While we’ve already issued a short statement to the press, we wanted to give you more detail.
Though we of course hoped the Court would rule in favor of these Petitioners, as it did in a similar case in 2004, it is important to understand the Court’s ruling and that the ruling actually contains favorable guidance to the hemp industry.
Importantly, and contrary to many media reports suggesting otherwise, the Court’s ruling does not find that industrial hemp, or derivatives or extracts of hemp, are illegal. In fact, this ruling should not be understood to practically impact the hemp industry in an adverse way and does provide some clarity.
Summarizing the Court’s ruling and important aspects of this case:
1. The Court found Section 7606 of the Agricultural Act of 2014 (the “Farm Bill”) pre-empts the Controlled Substances Act, and DEA’s authority. This confirms that where the Farm Bill applies, it supersedes or overrides any conflict with the Controlled Substances Act. Presumably, this principle would also apply to “non-psychoactive hemp” protected by this same Court’s decision in 2004.
2. As part of an Amicus Brief filed in this case, twenty-nine bipartisan members of Congress confirmed that the Farm Bill’s hemp amendment contemplates and protects both the cultivation of industrial hemp, but also the processing, manufacture, distribution and sale of hemp-derived products – including those containing cannabinoids – and the study thereof.
3. During briefing and oral argument, DEA admitted that it does not intend to control cannabinoids generally and that, just as the Court found, the Farm Bill’s hemp amendment overrides DEA’s authority and the Controlled Substances Act.
4. The Court’s denial of the petition focused primarily on procedural grounds (instead of the merits of the case, except as to the Farm Bill, as noted above) – that the Petitioners (even though some of them did not then exist) did not comment on the proposed rule in 2011 during the notice-and-comment period.
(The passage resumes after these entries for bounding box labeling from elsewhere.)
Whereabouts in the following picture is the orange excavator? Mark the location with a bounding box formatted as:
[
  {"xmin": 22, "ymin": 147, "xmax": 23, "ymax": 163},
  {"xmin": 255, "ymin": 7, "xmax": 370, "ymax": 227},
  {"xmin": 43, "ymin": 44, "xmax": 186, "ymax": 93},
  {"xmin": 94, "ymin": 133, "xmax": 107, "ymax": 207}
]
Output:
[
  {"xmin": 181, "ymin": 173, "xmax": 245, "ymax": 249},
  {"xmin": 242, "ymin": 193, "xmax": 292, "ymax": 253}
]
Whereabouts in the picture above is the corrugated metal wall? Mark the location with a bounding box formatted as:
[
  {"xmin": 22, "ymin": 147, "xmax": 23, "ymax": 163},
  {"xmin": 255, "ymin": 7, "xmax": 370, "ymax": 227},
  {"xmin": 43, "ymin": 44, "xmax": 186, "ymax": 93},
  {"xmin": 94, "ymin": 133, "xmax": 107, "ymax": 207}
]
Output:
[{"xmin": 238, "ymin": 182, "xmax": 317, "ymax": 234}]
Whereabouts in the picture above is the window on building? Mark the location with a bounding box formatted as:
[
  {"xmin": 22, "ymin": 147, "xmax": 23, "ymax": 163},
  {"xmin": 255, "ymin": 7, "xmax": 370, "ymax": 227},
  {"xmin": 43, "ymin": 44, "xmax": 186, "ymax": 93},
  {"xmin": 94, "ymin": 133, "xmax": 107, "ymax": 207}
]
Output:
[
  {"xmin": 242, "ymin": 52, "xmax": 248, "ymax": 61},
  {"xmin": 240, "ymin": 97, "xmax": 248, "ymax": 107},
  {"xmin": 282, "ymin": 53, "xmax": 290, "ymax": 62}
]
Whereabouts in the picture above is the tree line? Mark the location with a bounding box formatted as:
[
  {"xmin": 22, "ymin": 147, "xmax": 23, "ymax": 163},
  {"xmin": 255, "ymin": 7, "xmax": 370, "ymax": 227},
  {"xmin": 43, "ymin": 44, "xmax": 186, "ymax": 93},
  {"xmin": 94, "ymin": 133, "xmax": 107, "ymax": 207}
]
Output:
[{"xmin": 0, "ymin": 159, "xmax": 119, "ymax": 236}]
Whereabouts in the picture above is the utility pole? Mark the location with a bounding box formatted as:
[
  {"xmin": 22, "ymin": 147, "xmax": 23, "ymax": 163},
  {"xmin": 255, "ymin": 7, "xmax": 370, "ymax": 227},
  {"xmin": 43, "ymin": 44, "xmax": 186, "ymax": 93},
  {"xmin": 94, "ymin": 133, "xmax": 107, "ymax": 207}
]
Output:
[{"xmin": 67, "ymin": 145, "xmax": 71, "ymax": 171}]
Essentially, the Court’s Order in this case finds that the Farm Bill’s hemp amendment exists separate and apart from DEA’s Final Rule, and that where there is confusion or conflict as to lawful hemp activities, DEA’s Final Rule does not apply. This is good news for the hemp industry.
Regarding this case, in working with the Petitioners, we will evaluate options to petition for re-hearing over the course of the next several weeks. We are thankful for the commitment and participation of these Petitioners, and are incredibly grateful for the opportunity to work alongside them, on their behalf, and on behalf of the hemp industry collectively, and for all of your support.
We remain sensitive to the innumerable accounts of interference by federal, state and local agencies with lawful hemp activities, and that many of these accounts appear to stem from DEA misguidance. As always, we will continue to closely monitor these situations and to work tirelessly on behalf of, and in conjunction with, the hemp industry and its stakeholders to eliminate this interference.
There is still much work to be done on behalf of the hemp industry at all levels – federal, state and local. It starts with legislation such as the Industrial Hemp Farming Act of 2018, and state-level hemp-related bills across the country. It continues with education of legislators, regulators and the public alike and remaining prepared to defend against any interference by these agencies with lawful hemp businesses. And, we look forward to continuing that good work collectively with all of you.